Strategi Menghadapi Krisis Global

Ada pepatah yang mengatakan berharaplah pada yang terbaik, tetapi bersiaplah untuk yang terjelek (hope for the best, but prepare for the worst). Mengapa prepare for the worst karena kalau keadaan masih tidak menentu dan situasi kemudian temyata menjadi sangat buruk, kita tidak akan terkejut karena sudah siap menghadapinya Kalau keadaan ternyata baik-baik saja, maka tidak apa-apa karena kita justru akan menjadi lebih kuat lagi. Pepatah ini sekaligus memberikan landasan bagi suatu strategi yang kami namakan the winning strategy atau strategi yang memberikan kemenangan dalam menghadapi krisis. Memang benar keadaan kita sampai sekarang masih lebih baik dibandingkan dengan banyak negara huii Namun, ada banyak faktor yang menyebabkan keadaan itu bisa saja berubah. Jadi, daripada terus mendengung-dengungkan bahwa keadaan kita masih lebih baik, lalu puas diri (complacent), lebih baik kita tetap mengambil terobosan-terobosan penting dengan mengantisipasi seolah-olah keadaan sudah menjadi terjelek.
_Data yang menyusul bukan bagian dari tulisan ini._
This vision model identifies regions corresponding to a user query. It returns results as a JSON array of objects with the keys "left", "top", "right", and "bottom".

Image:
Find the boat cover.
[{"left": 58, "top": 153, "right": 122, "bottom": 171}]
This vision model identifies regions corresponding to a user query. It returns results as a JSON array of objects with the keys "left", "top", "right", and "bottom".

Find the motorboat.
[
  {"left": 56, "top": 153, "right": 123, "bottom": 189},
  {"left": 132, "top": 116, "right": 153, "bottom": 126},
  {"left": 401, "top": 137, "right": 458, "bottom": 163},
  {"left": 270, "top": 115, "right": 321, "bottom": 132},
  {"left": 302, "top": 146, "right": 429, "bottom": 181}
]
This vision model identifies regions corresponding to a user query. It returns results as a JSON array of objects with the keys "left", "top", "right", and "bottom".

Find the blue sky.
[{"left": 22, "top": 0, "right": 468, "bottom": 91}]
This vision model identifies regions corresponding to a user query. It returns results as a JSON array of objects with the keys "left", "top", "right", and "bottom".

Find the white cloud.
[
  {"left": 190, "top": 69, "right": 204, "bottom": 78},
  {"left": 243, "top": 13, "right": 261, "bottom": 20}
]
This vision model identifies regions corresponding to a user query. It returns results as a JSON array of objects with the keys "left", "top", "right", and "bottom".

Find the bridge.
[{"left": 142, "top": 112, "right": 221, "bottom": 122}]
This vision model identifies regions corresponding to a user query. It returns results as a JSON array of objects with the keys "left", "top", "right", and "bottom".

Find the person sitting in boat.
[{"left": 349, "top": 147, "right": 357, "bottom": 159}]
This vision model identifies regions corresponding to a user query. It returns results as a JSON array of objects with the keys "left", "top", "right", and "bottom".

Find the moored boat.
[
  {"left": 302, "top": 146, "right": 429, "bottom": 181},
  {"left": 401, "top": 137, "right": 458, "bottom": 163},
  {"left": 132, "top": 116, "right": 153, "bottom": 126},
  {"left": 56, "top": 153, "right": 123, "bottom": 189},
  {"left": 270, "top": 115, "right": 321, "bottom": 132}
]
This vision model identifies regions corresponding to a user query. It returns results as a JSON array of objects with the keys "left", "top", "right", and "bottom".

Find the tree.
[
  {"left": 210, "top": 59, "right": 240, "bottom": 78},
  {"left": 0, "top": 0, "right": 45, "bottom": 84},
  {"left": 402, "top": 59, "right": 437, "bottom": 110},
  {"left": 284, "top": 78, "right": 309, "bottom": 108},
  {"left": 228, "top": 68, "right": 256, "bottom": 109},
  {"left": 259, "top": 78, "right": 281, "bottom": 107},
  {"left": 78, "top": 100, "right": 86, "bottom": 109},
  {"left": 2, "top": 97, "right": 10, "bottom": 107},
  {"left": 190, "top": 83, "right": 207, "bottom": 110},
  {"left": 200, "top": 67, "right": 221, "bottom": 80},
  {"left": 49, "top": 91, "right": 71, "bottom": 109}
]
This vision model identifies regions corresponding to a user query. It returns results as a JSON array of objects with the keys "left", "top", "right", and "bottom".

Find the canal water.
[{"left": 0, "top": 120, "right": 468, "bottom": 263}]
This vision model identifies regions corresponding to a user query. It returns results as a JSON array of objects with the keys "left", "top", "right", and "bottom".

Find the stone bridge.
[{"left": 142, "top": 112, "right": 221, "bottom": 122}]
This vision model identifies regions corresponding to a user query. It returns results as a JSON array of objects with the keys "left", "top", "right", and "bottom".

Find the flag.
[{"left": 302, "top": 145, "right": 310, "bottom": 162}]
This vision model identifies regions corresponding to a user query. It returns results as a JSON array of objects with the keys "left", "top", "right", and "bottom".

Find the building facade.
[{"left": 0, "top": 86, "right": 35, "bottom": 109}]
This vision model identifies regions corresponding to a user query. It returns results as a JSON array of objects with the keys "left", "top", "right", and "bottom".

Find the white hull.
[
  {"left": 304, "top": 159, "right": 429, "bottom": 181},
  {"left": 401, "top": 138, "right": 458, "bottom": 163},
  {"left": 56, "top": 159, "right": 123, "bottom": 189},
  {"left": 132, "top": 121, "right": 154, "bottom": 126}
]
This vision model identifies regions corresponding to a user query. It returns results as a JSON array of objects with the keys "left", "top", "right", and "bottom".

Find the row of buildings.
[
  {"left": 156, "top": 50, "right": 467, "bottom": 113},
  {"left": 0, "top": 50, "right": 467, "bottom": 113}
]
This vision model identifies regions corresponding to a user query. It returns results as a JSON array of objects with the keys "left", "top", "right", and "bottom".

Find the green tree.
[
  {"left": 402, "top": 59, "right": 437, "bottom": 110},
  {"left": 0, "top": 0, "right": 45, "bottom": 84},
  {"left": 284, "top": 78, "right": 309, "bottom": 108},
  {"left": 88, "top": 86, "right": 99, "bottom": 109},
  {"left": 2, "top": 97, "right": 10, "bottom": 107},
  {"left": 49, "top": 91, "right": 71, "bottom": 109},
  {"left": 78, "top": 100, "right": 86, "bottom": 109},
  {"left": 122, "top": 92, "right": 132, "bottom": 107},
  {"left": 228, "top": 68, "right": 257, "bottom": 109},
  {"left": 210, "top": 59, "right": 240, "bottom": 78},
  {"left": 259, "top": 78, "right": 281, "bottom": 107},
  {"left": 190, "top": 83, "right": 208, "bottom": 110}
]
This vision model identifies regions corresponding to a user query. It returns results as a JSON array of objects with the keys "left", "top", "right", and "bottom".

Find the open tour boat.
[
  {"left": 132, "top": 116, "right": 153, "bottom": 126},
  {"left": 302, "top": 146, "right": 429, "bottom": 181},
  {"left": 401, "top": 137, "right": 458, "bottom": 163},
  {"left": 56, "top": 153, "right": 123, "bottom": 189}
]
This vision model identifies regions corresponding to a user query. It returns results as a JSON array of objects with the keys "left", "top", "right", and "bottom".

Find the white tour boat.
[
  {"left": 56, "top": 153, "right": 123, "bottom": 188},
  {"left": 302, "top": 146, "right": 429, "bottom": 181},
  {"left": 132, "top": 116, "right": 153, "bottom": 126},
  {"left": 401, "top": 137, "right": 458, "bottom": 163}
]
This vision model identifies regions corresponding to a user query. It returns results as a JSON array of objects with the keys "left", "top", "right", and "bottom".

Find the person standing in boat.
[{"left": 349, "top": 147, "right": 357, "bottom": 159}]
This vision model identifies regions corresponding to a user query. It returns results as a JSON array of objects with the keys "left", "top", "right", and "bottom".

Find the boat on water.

Jadi, lebih baik mengambil tindakan berdasarkan a crisis scenario without a crisis atau lebih tepat lagi berdasarkan a worst-case scenario daripada a best-case scenario. Ini sama sekali bukan bermaksud menumbuhkan pesimisme, tetapi justru membangun optimisme melalui tindakan nyata, bukan dengan bermimpi. Strategi ini biasanya dipakai oleh para teknokrat pada zaman Orde Baru untuk meyakinkan Presiden Soeharto supaya mau mengambil keputusan yang berani untuk mencegah krisis, paling sedikit meredakan dampak krisis walaupun krisis belum terjadi.

Tidak pandang bulu

Apakah keadaan Indonesia bisa menjadi lebih jelek dari sekarang dan apakah kita sudah siap untuk menghadapi keadaan yang terjelek? Di era globalisasi ini, krisis bisa terjadi di mana saja dan kapan saja, tak memandang bulu. Ada macam-macam krisis, tergantung di mana dimulainya. Ada krisis mata uang, krisis perbankan/ keuangan, krisis utang pemerintah, krisis korporasi, dan krisis utang rumah tangga, tetapi untuk sederhananya kita kelompokkan saja ke dalam dua kelompok besar, yaitu krisis sektor keuangan dan krisis sektor riil.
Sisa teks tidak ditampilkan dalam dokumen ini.